The Vietnamese manufacturer is off to conquer the international market. Unfortunately, the result is not at all worthy of the investment, the brand still needs money from the conglomerate to which it belongs.
Vinfast wanted to start strong from its launch in 2019, perhaps too strong. By quickly setting out to conquer international markets, the young Vietnamese manufacturer spent lavishly, boosted by an insane stock market valuation. Except that the somewhat failed launch in the USA, then in Europe, is now weighing on sales. Now that the effort in terms of communication is supposed to be made, with models available for delivery in Europe, the brand has lost international visibility. Sales are therefore trickle-down.
Fortunately, the brand can console itself with success in its local market. Another source of consolation, Vinfast continues to benefit from financing from the conglomerate Vingroup, the largest conglomerate in Vietnam. According to ReutersVinfast will be able to count on an additional 3.15 billion euros from its founder and Vingroup, even if the brand should find other external investors.
Losses 40% higher than last year
Vinfast has already benefited from 13.5 billion from the group and its subsidiaries, which allows the brand to pursue its ambitions, where other brands would have already declined.

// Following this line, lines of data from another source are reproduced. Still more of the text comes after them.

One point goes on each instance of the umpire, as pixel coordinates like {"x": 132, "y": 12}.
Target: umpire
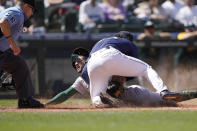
{"x": 11, "y": 25}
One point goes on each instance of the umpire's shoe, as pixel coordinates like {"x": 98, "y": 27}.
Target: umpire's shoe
{"x": 29, "y": 103}
{"x": 167, "y": 95}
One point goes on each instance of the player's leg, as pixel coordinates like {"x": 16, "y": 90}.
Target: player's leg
{"x": 123, "y": 65}
{"x": 187, "y": 95}
{"x": 99, "y": 78}
{"x": 140, "y": 96}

Like other electric car startups, the Vietnamese manufacturer suffered a certain amount of speculation on the financial markets when it was listed on the stock market. Vinfast felt its wings growing with a stock market valuation that temporarily exceeded that of groups like Stellantis, Volkswagen or Ford. Unfortunately, this generally does more harm than good to these manufacturers, because reality comes back like a boomerang. Vinfast has not escaped the phenomenon.
The brand still recorded a loss of 773 million euros in the second quarter of 2024, i.e. losses 40% greater than over the same period in 2023. These losses should continue until 2026 where the manufacturer should be profitable, according to THE latest financial communications de Vinfast.

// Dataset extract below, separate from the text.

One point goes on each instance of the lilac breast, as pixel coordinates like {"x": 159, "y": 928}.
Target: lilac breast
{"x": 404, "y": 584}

Vinfast still had to lower some ambitions. Among the suspended projects is that of a factory in North Carolina. However, the brand risks being faced with customs surcharges on the sale of its vehicles in the United States, but as volumes are low, this should not change anything.
Strong contrast between the local market and the international one
In 2023, Vinfast had somewhat disguised its sales figures, including in Vietnam. Many models were purchased by a taxi company belonging to Vingroup. This still seems to have given the brand a foothold, which now sells its models in a more natural way.

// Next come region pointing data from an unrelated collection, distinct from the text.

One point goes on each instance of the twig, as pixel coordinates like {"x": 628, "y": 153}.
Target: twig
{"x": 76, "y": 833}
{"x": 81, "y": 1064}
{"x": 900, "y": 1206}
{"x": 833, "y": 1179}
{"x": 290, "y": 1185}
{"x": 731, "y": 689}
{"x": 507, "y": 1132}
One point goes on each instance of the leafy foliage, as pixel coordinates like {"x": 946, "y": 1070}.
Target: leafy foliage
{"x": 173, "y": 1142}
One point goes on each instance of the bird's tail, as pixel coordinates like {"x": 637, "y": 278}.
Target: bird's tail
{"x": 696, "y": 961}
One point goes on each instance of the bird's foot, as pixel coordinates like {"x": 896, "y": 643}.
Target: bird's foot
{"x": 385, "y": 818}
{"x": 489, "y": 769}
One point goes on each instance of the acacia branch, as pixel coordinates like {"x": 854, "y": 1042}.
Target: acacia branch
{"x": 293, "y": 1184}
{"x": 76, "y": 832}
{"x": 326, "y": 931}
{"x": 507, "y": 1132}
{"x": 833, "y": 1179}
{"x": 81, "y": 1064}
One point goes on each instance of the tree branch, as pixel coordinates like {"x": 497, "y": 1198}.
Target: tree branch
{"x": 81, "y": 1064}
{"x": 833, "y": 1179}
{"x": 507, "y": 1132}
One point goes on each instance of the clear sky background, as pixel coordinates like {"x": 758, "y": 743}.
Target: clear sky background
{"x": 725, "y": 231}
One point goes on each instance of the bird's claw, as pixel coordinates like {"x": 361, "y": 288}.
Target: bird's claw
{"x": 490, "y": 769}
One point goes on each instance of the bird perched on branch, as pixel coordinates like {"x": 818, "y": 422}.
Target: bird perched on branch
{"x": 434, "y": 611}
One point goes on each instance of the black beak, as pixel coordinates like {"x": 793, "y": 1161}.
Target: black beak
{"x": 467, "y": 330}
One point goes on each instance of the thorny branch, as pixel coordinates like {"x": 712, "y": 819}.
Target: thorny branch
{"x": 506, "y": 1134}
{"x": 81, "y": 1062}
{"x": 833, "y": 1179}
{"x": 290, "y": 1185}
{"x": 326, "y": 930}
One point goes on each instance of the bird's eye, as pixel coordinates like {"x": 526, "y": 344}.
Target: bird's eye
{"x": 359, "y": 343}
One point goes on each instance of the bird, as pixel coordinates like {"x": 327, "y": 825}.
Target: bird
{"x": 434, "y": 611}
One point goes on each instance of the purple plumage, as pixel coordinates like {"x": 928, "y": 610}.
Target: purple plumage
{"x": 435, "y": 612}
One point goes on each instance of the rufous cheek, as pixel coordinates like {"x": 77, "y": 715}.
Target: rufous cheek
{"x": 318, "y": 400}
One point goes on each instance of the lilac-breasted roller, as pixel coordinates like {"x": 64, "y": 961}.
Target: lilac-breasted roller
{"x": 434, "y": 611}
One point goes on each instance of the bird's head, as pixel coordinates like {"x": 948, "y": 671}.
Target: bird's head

51,000 Vinfast electric vehicles were sold in Vietnam in the first ten months of the year. The small Vinfast VF3 model is the one that has dominated sales in recent months. But this model is currently absent from the international market.
The United States and Europe must make do with the single VF8. We do not have updated figures for the American market, but in Europe, Vinfast only registered 174 VF8s at the end of September. France represented more than 40% of European registrations, or 76 examples over the first nine months of the year. Except that many of these examples are registered by dealers, around 80%, which means that customers are rare.
Vinfast would have every interest in quickly adapting the VF3 to the European market, to try a different positioning. This may be his salvation. For the moment, the brand has rather focused on the VF6, which risks being devoured whole by the competition. It is far from won for Vinfast internationally.